I loved the descriptions of the sea’s power, not only aboard the ship but also in Louise’s seaport town where the rising tide can flow through the streets and the patterns of commerce and social interaction are dictated by the temperament of the sea. The Fletchers are cursed with an inability to ignore the call of salt water, and since I love the sea more than I love most people, this was the relationship which fascinated me most in She Rises. No character has complete control over their own destiny, nor do they even have true agency over their most private identities, and this tragic but beautiful inevitability is reflected through the ever-changing but also timeless landscape of water and horizon.
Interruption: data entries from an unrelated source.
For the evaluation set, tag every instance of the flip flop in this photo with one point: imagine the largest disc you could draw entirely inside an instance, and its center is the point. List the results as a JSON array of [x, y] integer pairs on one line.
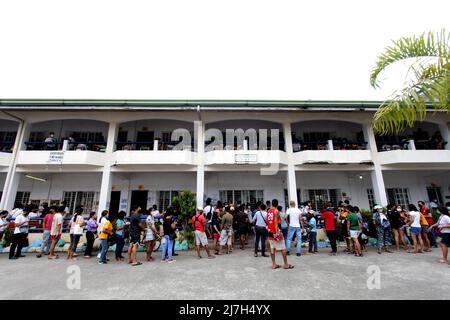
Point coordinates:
[[276, 267]]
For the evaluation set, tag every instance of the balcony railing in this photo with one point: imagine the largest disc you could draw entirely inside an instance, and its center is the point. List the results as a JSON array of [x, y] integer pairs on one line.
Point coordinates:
[[329, 145], [6, 146], [155, 145], [58, 145]]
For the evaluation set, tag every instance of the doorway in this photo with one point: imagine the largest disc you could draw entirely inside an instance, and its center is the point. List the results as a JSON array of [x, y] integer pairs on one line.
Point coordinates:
[[139, 198], [114, 203], [144, 140], [435, 193]]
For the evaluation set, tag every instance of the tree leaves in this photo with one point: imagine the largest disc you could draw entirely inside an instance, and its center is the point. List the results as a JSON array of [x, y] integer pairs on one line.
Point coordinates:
[[430, 88]]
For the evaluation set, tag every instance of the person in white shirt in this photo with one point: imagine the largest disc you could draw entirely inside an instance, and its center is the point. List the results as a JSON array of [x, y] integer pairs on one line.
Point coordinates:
[[19, 240], [295, 220], [207, 212], [416, 228], [443, 226], [17, 211], [261, 233], [3, 223], [150, 232]]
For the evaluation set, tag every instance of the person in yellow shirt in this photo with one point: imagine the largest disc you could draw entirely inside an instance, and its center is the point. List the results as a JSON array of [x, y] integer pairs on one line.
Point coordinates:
[[424, 233], [107, 231]]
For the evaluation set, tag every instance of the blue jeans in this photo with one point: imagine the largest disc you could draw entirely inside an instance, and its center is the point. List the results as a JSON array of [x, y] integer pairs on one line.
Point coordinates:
[[104, 249], [120, 242], [166, 247], [46, 241], [298, 234]]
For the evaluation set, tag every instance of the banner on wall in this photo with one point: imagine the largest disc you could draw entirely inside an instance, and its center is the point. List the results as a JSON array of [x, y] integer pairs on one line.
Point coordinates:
[[55, 157]]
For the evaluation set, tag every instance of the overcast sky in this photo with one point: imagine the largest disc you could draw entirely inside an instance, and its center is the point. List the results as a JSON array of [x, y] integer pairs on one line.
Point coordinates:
[[205, 49]]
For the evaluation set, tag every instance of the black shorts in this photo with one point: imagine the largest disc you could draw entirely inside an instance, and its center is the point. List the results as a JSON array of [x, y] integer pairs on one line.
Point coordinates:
[[446, 239], [134, 239]]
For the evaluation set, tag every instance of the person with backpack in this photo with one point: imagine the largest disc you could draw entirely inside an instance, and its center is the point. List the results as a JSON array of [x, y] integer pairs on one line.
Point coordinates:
[[168, 236], [276, 239], [107, 231], [76, 225], [199, 223], [20, 237], [260, 222], [383, 226], [443, 227], [207, 211], [119, 234]]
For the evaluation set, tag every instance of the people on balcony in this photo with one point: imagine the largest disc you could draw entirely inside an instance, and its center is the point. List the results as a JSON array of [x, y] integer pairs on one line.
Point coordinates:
[[50, 142]]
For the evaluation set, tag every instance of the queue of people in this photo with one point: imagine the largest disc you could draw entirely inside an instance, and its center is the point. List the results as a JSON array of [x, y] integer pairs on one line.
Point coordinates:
[[414, 229]]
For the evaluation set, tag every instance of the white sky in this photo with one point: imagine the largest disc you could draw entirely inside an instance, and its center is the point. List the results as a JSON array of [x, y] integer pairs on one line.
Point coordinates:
[[204, 49]]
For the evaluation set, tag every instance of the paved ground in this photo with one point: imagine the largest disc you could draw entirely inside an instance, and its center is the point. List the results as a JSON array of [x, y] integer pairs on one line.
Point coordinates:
[[238, 276]]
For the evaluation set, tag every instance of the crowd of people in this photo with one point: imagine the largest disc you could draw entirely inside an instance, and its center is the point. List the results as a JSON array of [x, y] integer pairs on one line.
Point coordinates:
[[217, 228]]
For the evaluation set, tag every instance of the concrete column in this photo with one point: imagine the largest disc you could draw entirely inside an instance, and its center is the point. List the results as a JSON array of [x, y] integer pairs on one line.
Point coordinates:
[[445, 133], [106, 184], [330, 145], [379, 188], [290, 175], [200, 144], [369, 137], [12, 177], [411, 145]]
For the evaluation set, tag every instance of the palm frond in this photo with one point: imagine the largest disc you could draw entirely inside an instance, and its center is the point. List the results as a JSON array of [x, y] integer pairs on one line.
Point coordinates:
[[426, 45]]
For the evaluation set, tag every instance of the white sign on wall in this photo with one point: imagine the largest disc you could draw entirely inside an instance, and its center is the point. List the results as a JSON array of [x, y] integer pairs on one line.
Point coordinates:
[[244, 158], [55, 157]]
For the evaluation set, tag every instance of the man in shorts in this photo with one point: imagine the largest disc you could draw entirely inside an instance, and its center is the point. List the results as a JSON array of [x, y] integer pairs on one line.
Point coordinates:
[[226, 236], [135, 235], [276, 239], [354, 229], [55, 232], [150, 235], [199, 223]]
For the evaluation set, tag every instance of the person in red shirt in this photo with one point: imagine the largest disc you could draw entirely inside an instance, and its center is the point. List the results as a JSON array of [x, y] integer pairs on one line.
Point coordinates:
[[46, 239], [276, 239], [429, 235], [330, 219], [199, 223]]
The setting is written with such reverence that I’m sure Kate Worsley must feel that draw of the tide herself from time to time.
Despite this novel’s fixation on the sexual side of human interaction and the occasional disjointed leap from characters’ motivations to their actions, I found it thought provoking and evocative. The plot is handled cleverly – and well it had to be – since there are a few dramatic twists which would be spoiled had she been lazy with her structure, though I did guess one ahead of the reveal.
I would recommend She Rises to fans of tense seafaring adventures, readers who expect their romance to come with a large serving of tragedy and frustration, and anyone who is interested in how gender and identity play a part in our perception of our fates; our abilities; and our environments. Think Great Expectations meets Master and Commander meets Orlando. If you’re going to be near the coast at any point this year, bring this book so you can appreciate the eternal power of the sea while also appreciating the fact that it’s much more comfortable on dry land, in modern times, than it was in the salty life you’ve imagined for yourself when your day job gets unbearable. At least you haven’t fallen asleep a free individual and woken up as an unwilling member of His Majesty’s Royal Navy, where life is short and your story’s harrowing.